Follow-on reserve: $8M allocated for Series A pro rata rights. Tier 1 companies receive super pro rata follow-on; Tier 2 companies receive standard pro rata. This reserve strategy concentrates capital in winners identified by both the scoring model and market validation.
Management fee: 2% annually on committed capital during the investment period. Carried interest: 20% above a preferred return. Fund term: 10 years with two 1-year extensions.
6. Comparable Benchmarks
| Metric | SFF Alumni Cohort | VC Industry Baseline |
|---|---|---|
| Unicorn rate (funded companies) | 14.19% | 1–2% |
| Series A graduation rate | 67% | ~50% |
| Loss ratio (total write-off) | ~9% | 30–40% |
| $100M+ outcome rate | 21% | ~15% |
| ML scoring AUC (Series A) | 0.84 | N/A |
Sources: SFF Alumni Intelligence Engine (alumni cohort); PitchBook, Cambridge Associates (industry baselines). Cohort data covers alumni-founded companies with $500K+ funding, founded 2006–2020.
7. Important Disclosures
For Accredited Investors Only. This material is provided for informational purposes only and does not constitute an offer to sell or a solicitation of an offer to buy any securities. Any such offer would be made only pursuant to a definitive offering memorandum and subscription agreement.

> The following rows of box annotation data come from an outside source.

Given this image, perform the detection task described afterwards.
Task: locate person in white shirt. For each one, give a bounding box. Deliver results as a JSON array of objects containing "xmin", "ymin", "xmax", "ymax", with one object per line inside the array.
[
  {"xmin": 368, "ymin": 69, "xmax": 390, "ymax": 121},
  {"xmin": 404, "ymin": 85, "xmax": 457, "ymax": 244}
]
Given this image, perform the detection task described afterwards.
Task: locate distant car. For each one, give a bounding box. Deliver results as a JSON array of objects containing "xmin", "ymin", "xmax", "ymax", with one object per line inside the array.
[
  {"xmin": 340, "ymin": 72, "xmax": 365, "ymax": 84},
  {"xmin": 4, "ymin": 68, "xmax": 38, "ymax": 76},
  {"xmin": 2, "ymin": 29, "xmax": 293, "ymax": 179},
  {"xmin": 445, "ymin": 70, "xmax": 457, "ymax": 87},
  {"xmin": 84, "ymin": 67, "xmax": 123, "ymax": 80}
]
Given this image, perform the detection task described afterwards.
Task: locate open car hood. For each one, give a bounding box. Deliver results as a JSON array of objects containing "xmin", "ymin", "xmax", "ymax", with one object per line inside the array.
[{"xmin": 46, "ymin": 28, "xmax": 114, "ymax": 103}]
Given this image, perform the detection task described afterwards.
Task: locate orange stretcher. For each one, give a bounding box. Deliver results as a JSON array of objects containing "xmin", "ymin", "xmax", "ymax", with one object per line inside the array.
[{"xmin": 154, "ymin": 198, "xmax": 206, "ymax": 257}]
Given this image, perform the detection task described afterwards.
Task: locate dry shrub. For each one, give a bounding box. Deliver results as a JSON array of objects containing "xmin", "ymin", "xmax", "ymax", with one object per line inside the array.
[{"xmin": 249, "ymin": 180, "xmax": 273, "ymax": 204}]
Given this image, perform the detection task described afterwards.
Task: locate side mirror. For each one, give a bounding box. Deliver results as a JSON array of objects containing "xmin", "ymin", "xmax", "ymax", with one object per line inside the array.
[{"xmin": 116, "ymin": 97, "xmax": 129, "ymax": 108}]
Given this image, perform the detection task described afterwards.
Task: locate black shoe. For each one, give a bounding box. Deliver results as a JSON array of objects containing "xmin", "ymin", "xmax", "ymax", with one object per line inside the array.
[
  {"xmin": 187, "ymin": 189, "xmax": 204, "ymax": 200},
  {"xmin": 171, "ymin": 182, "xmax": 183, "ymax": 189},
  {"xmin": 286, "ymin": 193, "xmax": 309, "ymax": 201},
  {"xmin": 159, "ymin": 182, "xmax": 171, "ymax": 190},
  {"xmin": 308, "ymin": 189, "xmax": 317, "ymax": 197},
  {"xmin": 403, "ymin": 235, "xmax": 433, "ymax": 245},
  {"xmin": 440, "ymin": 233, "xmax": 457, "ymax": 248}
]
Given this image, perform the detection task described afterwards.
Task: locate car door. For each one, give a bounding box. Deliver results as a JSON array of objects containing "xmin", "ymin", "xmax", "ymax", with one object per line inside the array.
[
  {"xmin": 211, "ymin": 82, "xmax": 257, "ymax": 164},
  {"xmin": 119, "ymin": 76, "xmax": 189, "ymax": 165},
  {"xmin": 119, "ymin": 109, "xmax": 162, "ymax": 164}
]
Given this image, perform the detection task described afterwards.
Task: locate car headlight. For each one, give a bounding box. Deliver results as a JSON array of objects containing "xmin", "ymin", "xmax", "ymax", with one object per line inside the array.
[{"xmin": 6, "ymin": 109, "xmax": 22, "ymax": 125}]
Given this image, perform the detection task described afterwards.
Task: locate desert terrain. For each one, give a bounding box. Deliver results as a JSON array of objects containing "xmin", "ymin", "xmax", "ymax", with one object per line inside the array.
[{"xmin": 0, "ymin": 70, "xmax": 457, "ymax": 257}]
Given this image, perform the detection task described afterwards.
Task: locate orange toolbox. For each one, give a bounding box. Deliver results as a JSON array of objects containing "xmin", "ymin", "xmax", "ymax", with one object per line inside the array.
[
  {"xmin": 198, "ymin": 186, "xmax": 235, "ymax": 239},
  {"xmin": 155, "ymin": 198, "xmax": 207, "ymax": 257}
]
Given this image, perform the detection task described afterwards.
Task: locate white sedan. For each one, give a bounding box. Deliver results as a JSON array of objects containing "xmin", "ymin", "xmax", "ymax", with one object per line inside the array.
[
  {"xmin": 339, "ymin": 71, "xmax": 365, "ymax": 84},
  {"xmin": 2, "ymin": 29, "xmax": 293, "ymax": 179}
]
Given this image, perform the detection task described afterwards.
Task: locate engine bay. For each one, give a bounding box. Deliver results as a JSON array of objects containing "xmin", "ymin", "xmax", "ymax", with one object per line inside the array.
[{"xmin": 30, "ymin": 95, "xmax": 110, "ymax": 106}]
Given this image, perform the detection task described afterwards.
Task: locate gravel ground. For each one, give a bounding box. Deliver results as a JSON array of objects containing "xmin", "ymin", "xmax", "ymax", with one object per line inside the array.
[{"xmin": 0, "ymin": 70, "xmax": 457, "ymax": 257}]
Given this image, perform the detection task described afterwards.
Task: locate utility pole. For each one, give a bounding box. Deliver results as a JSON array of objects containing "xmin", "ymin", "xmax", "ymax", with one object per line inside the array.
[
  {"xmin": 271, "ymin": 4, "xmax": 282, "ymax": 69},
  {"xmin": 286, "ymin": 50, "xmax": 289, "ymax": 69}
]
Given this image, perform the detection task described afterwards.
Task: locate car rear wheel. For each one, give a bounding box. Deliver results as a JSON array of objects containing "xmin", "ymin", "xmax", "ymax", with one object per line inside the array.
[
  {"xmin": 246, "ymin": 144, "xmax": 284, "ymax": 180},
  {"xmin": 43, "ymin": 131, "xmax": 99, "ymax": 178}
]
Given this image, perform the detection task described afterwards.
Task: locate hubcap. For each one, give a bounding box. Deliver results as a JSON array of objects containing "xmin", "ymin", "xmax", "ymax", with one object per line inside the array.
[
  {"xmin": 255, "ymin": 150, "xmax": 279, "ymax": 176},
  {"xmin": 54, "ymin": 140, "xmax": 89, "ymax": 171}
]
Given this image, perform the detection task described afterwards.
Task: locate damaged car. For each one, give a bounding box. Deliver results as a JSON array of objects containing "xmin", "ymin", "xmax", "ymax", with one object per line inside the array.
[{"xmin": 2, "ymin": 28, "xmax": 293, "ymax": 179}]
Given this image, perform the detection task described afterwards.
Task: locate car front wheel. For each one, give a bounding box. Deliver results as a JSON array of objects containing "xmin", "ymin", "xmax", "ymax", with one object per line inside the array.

Past performance is not indicative of future results. The backtest results presented are based on historical data and Monte Carlo simulation. Actual fund returns may differ materially from simulated results. All investments involve risk, including the possible loss of principal.
The scoring model’s predictive accuracy (AUC 0.84) is measured on historical data and may not persist in future periods. Model performance may degrade as market conditions change.
Science Fair Fund is not registered as an investment adviser under the Investment Advisers Act of 1940. This communication is not investment advice. Prospective investors should consult their own legal, tax, and financial advisors before making any investment decision.